When we had finished cataloguing on Drupal, we exported to a csv file. I did this by setting up a special Drupal view which exported the fields I wanted in the order I wanted. I then wrote a script which converted the csv into Sirsi flatascii format. The essence of this was very simple (map each csv field to a marc field number and write to the output file). The detail turned out to be rather more difficult.
The first issue was repeatable fields. Drupal has a concept of repeated fields but outputs them all into one comma-separated field in the csv. Using an array which iterated over each comma-separated item, it was relatively easy to turn them into repeatable fields for marc.
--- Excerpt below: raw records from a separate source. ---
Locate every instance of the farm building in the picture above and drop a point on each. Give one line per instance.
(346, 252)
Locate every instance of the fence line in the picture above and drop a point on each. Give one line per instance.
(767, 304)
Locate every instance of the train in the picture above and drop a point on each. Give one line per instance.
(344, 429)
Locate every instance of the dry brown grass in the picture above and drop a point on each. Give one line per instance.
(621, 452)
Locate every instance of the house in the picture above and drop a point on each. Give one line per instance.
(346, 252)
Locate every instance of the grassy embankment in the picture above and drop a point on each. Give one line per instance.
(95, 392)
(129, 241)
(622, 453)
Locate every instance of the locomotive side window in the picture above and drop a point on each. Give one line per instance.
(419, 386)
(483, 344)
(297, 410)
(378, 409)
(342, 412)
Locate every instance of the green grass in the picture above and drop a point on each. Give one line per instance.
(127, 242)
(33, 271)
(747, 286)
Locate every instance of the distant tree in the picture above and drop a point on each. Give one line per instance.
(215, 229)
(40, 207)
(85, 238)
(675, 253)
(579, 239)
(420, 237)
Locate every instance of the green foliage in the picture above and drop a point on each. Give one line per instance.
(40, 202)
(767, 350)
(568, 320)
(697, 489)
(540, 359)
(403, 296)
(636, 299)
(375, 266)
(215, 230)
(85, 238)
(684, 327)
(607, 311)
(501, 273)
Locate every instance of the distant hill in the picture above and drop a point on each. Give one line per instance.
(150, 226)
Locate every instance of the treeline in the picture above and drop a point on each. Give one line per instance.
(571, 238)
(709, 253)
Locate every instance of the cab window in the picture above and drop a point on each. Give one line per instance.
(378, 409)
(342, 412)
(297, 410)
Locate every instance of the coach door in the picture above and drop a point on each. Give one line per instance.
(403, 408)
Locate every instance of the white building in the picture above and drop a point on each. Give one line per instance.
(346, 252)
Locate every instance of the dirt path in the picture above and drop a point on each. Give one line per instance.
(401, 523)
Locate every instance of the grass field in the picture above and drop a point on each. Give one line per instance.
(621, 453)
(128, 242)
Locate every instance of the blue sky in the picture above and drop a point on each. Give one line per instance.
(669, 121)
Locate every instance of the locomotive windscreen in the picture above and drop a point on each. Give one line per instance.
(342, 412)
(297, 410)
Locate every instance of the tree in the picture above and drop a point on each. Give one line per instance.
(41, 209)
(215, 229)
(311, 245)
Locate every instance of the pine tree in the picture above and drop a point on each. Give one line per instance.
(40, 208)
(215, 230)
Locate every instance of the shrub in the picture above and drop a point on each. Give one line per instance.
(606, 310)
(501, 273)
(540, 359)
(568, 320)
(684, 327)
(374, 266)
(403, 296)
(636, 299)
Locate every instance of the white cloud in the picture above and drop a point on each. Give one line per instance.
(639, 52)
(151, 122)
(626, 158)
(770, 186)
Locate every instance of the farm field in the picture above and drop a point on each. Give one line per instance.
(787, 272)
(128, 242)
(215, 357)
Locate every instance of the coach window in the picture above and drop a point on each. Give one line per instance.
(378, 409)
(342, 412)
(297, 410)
The exception to this was the AACR2 rule regarding 100 and 700 fields and how the values for those interact with the statement of reponsibility in subfield c of the 245. After some jiggling, we were able to make this work satisfactorily. The script is not pretty, but it is fast (on a thousand records) and does the job. I will release this script shortly. We loaded 1083 history textbooks records via the Symphony import report in 1 minute. Later, we repeated the exercise with 786 science and technical textbooks.
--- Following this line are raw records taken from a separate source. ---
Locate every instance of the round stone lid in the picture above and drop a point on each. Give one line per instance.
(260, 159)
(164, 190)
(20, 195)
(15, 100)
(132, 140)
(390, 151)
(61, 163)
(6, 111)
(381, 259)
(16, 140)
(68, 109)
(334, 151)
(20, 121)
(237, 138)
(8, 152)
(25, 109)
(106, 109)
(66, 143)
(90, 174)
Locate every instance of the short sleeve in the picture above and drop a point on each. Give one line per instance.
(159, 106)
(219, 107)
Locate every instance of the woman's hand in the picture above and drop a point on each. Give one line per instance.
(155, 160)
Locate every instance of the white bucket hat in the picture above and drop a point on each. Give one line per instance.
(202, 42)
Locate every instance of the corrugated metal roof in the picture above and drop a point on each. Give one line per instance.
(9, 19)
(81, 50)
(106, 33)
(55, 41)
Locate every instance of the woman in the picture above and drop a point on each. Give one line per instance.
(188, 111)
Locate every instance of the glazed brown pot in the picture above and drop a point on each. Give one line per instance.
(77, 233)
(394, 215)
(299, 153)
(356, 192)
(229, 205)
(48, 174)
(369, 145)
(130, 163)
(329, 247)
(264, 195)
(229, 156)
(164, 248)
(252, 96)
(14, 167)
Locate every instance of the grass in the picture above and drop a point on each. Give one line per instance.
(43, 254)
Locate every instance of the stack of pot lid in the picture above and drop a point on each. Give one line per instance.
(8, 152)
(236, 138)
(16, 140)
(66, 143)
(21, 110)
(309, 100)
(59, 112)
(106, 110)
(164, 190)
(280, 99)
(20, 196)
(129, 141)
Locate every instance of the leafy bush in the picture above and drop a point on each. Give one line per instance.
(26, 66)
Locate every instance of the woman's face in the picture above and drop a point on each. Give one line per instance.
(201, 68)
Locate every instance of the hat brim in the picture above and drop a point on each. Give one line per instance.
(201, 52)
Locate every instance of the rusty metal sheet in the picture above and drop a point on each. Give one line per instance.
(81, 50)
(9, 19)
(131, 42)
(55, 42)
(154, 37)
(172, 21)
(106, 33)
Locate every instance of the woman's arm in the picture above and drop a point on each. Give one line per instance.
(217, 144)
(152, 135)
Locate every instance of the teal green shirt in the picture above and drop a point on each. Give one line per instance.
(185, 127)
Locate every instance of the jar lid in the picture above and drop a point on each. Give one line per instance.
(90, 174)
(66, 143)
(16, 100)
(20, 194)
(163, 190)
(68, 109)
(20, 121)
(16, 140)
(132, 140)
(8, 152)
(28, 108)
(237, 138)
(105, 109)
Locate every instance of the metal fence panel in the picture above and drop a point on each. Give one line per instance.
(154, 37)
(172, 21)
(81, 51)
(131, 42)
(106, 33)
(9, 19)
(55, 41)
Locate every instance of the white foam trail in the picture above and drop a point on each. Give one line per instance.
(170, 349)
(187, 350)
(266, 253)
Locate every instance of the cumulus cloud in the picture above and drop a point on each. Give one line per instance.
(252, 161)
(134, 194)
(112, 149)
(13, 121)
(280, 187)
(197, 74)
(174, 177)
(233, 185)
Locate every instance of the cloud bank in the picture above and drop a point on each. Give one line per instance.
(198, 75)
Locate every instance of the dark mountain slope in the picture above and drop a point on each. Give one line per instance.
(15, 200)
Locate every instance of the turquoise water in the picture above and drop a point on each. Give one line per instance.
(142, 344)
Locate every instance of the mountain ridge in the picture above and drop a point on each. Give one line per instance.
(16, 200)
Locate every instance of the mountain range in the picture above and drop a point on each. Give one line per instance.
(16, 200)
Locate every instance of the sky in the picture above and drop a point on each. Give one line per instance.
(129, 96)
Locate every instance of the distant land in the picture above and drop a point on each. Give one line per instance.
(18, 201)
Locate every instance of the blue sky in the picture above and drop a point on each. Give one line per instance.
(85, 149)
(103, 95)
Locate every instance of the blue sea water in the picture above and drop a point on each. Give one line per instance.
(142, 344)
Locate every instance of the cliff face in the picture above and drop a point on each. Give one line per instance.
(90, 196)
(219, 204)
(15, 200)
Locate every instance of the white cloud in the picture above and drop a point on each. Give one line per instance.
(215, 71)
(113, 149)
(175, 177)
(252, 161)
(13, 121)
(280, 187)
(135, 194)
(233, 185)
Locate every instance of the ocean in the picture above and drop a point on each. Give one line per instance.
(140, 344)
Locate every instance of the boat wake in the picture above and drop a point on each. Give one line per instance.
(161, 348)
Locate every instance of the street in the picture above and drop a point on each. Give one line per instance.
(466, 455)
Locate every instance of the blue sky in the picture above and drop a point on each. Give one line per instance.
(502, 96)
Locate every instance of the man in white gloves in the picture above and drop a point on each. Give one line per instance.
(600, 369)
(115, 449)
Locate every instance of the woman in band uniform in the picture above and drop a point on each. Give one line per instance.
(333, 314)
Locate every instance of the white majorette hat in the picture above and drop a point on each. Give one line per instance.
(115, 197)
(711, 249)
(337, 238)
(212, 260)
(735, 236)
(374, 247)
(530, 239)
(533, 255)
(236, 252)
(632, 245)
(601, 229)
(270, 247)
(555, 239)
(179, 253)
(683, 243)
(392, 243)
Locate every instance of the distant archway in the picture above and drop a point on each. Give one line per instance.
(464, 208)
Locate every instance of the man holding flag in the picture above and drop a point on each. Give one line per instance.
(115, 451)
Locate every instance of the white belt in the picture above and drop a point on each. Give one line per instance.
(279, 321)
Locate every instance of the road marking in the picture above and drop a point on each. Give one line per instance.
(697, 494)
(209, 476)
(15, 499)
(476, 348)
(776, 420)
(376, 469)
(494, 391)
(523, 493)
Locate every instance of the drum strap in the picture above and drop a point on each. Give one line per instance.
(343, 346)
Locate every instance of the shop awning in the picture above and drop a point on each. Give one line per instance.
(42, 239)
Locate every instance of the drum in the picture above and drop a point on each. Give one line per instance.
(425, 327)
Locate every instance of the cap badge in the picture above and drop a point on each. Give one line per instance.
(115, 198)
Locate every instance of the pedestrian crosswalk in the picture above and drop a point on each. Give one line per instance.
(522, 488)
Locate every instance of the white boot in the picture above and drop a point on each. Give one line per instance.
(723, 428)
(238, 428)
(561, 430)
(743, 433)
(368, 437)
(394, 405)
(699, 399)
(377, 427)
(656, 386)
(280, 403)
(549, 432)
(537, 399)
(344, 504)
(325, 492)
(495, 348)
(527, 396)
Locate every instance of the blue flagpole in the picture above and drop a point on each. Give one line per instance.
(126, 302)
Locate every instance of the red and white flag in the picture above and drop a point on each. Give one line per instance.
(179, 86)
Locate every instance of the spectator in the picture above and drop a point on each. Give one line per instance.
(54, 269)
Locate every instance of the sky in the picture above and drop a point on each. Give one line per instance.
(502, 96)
The difference in the latter was that we mined subject-indexing terms from the title and series fields using a pre-defined mapping to our London Education Thesaurus (LET). 1718 subject terms were created over the 786 records. It was possible to do this because we were working with a dataset which had fairly a tightly-defined subject area and in which the title often (by the very nature of the material) was itself describing a subject. Our next challenge is to see what we can do with the exam papers when we import those to Symphony and how far the automatic subject allocation system can be taken there.